Daniel Kosonen

Personal information
- Nationality: Finnish
- Born: 17 September 2000 (age 25)

Sport
- Sport: Athletics
- Event: High jump

Achievements and titles
- Personal bests: High jump: 2.24m (Helsinki, 2024)

= Daniel Kosonen =

Finnish high jumper (born 2000)

Daniel Kosonen (born 17 September 2000) is a Finnish high jumper and volleyball player. He is a multiple-time national champion in the high jump. He made his major championship debut at the 2025 European Athletics Indoor Championships.

==Biography==
He is a member of Tampere Pyrinnö. In June 2020, he set a personal best of 2.21 metres in Lempäälä. In January 2022, he increased his personal best to 2.22 metres whilst competing indoors, having attempted the height on 28 separate occasions in various competitions, and was quoted as saying "I almost fainted when the monkey fell off my back".

Although he missed a large chunk of the 2024 season with injury, he returned to win the Finnish national championships and set a personal best of 2.24 metres in August 2024 in Helsinki.

He qualified for the final of the 2025 European Athletics Indoor Championships with a successful high jump of 2.23 metres. Competing in the final, he cleared 2.17 metres successfully which was enough for joint seventh place.
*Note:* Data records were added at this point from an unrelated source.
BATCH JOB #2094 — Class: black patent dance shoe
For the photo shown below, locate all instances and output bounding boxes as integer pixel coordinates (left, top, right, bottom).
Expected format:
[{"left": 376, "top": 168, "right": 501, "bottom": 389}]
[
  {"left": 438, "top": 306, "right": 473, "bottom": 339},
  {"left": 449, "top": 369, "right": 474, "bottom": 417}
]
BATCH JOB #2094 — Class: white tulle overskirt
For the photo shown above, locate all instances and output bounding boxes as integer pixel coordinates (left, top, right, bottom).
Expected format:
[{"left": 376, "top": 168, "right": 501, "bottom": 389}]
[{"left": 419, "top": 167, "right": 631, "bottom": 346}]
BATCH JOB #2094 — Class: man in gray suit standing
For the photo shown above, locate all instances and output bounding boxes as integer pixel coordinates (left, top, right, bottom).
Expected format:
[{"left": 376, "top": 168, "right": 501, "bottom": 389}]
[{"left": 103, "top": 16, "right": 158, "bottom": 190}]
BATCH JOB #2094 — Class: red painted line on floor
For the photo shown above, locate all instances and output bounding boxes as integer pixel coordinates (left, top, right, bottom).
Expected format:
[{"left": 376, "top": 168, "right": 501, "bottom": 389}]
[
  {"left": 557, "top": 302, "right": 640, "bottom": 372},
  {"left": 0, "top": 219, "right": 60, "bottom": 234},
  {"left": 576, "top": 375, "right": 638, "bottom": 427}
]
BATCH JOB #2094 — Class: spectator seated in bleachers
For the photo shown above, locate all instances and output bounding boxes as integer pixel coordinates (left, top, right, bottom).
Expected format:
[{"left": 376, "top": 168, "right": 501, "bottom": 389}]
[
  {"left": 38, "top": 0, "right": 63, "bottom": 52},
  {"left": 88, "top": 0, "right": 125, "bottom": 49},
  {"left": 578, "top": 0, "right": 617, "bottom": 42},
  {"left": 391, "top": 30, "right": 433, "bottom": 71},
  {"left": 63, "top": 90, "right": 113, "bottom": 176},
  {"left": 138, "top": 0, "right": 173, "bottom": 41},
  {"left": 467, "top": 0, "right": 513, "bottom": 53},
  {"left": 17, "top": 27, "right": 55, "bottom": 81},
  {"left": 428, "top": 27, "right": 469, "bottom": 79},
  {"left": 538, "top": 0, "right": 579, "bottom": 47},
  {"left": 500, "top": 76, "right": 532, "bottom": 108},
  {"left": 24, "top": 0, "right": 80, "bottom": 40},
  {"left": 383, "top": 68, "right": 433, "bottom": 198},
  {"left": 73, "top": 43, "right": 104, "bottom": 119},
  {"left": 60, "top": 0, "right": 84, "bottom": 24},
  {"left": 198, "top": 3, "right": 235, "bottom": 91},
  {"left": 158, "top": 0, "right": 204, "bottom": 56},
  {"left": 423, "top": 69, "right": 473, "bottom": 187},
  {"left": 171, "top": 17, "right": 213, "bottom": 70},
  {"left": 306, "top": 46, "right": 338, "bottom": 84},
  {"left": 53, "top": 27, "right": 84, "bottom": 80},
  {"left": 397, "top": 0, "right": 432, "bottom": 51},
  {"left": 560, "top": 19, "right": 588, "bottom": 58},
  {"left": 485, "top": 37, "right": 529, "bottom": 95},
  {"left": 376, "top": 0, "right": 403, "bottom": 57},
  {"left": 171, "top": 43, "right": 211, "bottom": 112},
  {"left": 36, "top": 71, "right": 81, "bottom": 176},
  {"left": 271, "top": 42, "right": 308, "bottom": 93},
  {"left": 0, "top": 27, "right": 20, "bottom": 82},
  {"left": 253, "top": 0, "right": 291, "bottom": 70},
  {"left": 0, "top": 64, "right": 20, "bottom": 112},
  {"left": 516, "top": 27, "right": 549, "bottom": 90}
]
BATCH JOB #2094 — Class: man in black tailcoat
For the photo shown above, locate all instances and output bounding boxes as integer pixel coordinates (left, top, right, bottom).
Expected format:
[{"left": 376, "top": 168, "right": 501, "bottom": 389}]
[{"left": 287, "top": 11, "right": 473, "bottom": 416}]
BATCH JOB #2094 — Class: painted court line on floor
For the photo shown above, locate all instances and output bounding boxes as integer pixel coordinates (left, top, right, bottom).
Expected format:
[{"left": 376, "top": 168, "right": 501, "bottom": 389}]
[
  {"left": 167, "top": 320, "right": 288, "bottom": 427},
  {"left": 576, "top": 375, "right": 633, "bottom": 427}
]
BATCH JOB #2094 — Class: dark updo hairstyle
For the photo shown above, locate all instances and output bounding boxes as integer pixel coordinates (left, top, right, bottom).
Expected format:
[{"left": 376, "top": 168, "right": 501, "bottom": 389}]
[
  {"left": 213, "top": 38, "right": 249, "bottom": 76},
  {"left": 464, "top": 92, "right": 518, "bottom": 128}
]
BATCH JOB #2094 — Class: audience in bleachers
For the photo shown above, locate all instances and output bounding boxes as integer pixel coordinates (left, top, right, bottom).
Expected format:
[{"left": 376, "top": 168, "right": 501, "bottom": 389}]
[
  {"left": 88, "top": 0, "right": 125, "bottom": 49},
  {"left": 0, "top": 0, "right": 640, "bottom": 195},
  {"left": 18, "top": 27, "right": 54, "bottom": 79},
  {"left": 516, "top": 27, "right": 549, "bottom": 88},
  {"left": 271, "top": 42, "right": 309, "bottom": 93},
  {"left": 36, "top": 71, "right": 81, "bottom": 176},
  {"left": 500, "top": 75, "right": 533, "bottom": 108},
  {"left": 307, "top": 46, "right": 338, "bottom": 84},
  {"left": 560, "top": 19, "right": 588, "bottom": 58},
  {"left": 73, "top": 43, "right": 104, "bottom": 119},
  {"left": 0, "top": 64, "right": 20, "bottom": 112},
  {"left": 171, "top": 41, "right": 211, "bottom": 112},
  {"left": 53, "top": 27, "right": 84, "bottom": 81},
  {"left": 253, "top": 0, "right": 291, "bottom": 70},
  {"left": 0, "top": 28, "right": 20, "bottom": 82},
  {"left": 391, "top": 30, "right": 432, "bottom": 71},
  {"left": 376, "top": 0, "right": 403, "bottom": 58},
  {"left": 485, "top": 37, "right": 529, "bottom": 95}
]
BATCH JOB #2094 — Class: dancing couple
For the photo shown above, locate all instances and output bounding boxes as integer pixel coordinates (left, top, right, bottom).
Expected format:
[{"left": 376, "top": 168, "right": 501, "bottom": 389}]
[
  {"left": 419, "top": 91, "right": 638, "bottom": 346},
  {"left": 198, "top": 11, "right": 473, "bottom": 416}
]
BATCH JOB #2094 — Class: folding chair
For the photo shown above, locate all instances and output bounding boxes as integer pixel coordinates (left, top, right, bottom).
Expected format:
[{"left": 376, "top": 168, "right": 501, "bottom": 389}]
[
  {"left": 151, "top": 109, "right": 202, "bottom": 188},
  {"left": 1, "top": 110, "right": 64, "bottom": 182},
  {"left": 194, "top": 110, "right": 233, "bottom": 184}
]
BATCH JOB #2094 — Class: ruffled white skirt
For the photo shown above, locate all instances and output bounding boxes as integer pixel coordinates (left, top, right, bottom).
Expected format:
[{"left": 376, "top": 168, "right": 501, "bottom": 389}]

On 1 March 2026, he won the high jump at the Finish Indoor Championships in Espoo. In August 2026, he competed at the 2026 European Athletics Championships in Birmingham, England.

==Personal life==
From Tampere, he combines his athletics career with playing volleyball in the Finnish divisions. He played in the men's second division for Luja-Lukko in Pälkäne, coached by his father Heikki Kosonen and when they earned promotion to the top division he considered quitting athletics to pursue volleyball only. He was formerly in the Finnish army. He often competes with flamboyant hair colours and patterns and with decorated finger nails. His eldest sister Gabriela is a Finnish Championship-level high jumper and his sister Jessica is a major league volleyball player for Kuusamo. He is a Christian.